MGM reviewing offers from three interested bidders
Hollywood studio Metro-Golden-Meyer (MGM), home to the James Bond movie franchise, is to review a number of takeover bids it has received as it seeks additional delays on interest payments on its debts.
Times Online reports that Lions Gate Entertainment, Time Warner and Access Industries, backed by the Russian billionaire Len Blavatnik, were reported to have put in second-round bids for MGM yesterday, after the company extended an earlier deadline for bids of March 19.
Bids are understood to be in the region of $1.5 billion (£1 billion), far less than the $2 billion (£1.4 billion) or so level MGM's 140 creditors were hoping for.
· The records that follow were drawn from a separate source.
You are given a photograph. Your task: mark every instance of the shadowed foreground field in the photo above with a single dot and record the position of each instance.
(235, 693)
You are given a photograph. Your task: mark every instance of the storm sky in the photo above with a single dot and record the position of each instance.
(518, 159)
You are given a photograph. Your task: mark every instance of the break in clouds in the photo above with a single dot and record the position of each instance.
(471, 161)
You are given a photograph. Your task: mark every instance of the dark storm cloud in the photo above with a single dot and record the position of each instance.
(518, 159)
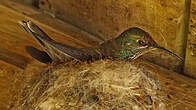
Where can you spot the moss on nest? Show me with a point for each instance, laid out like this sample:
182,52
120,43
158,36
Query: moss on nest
99,85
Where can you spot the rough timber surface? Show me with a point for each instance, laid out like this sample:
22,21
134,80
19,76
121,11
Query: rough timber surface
190,64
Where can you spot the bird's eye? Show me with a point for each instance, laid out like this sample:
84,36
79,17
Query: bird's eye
141,43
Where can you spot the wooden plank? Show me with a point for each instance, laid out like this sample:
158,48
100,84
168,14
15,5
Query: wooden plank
190,64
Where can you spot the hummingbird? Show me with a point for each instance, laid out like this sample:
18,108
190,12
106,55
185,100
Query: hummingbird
129,45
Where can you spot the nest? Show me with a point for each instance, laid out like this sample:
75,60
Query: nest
102,85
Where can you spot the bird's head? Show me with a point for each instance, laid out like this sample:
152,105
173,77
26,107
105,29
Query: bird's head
135,42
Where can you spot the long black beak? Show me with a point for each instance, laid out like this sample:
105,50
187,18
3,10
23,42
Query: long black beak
169,52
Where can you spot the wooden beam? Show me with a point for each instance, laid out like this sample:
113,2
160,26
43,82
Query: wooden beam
190,63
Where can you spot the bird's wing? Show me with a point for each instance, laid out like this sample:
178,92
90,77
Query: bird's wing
56,51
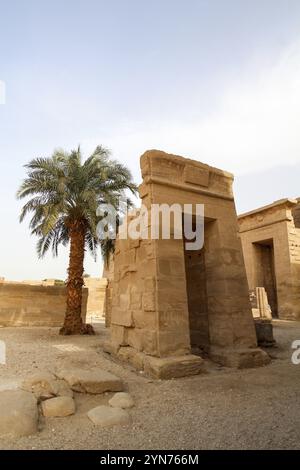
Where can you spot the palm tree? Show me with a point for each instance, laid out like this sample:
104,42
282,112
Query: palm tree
65,193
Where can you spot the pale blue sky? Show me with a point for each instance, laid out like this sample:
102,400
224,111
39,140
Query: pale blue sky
216,80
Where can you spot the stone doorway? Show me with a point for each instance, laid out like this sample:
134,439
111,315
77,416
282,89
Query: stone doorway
196,290
264,256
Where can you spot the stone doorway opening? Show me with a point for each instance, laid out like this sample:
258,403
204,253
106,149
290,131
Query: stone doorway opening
265,272
197,300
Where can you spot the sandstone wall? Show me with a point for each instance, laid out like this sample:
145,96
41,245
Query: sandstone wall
274,224
96,298
34,305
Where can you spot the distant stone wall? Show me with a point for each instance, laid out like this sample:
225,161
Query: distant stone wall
34,305
96,298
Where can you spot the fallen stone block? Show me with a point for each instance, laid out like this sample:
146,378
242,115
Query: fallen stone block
104,416
44,385
91,381
121,400
173,367
58,407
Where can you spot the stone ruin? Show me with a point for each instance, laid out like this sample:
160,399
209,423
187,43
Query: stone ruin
270,239
171,308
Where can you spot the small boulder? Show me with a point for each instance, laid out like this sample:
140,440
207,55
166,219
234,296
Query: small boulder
42,384
58,407
105,416
91,381
121,400
18,414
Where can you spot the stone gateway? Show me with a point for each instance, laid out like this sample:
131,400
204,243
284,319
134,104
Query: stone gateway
172,307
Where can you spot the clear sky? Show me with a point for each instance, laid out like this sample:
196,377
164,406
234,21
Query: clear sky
215,80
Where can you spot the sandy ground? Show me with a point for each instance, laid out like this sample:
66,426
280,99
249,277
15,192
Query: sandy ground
224,408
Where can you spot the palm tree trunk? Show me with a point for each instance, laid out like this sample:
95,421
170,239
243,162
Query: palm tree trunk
73,323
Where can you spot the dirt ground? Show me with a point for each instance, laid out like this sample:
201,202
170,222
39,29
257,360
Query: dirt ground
222,409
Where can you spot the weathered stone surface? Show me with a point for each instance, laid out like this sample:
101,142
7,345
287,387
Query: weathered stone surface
62,389
121,400
18,414
270,237
180,298
264,332
44,385
91,381
240,358
131,355
58,407
105,416
169,367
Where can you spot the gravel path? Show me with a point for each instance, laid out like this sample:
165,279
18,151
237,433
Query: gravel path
250,409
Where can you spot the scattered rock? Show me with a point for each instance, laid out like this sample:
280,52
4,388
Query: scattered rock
104,416
91,381
121,400
18,414
44,385
63,389
58,407
41,384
Last night MGM said in a statement that it had received "a number of bids as part of its ongoing process of exploring strategic alternatives, which include continuing to operate as a standalone entity and evaluating a potential sale of the company."
It will now review the bids and related transaction terms over the next few weeks. As part of its efforts to strengthen its financial position and to facilitate its strategic review process, MGM also said expected to work with its lenders to extend the current forbearance period on its bank debt, which ends on March 31.
"The company also expects to seek a forbearance agreement for its revolving line of credit, for which a payment is due April 8. MGM appreciates the strong support it has received from its lenders throughout this process," the statement said.
One option said to be under consideration is a pre-packaged bankruptcy, with or without a sale, to reduce its liabilities and clean up its balance sheet.
The heavily indebted studio said in November it was exploring a potential sale of the company. But after it opened its books to an initial six bidders (whittled from a potential ten interested parties) last month, a number of bidders are understood to have dropped out.
Although MGM's film library, which holds 4,000 titles, is one of the company's most attractive assets, generating $450 million in 2008, the studio has been struggling to create new hits and is also trying to cope with plunging DVD sales caused by consumers moving online.
It is also burdened with $3.7 billion of debt from a $5 billion 2005 buyout by a consortium of private equity and media groups and also has a $250 million revolving credit facility maturing in April.
Shares in Time Warner Inc closed four cents higher at $31.28 in New York on Monday after reports that it was interested in bidding for MGM. Lions Gate shares closed down two cents at $5.82. Lions Gate's reported interest comes just after billionaire investor Carl Icahn offered to buy it in a move designed to forestall its bid for MGM.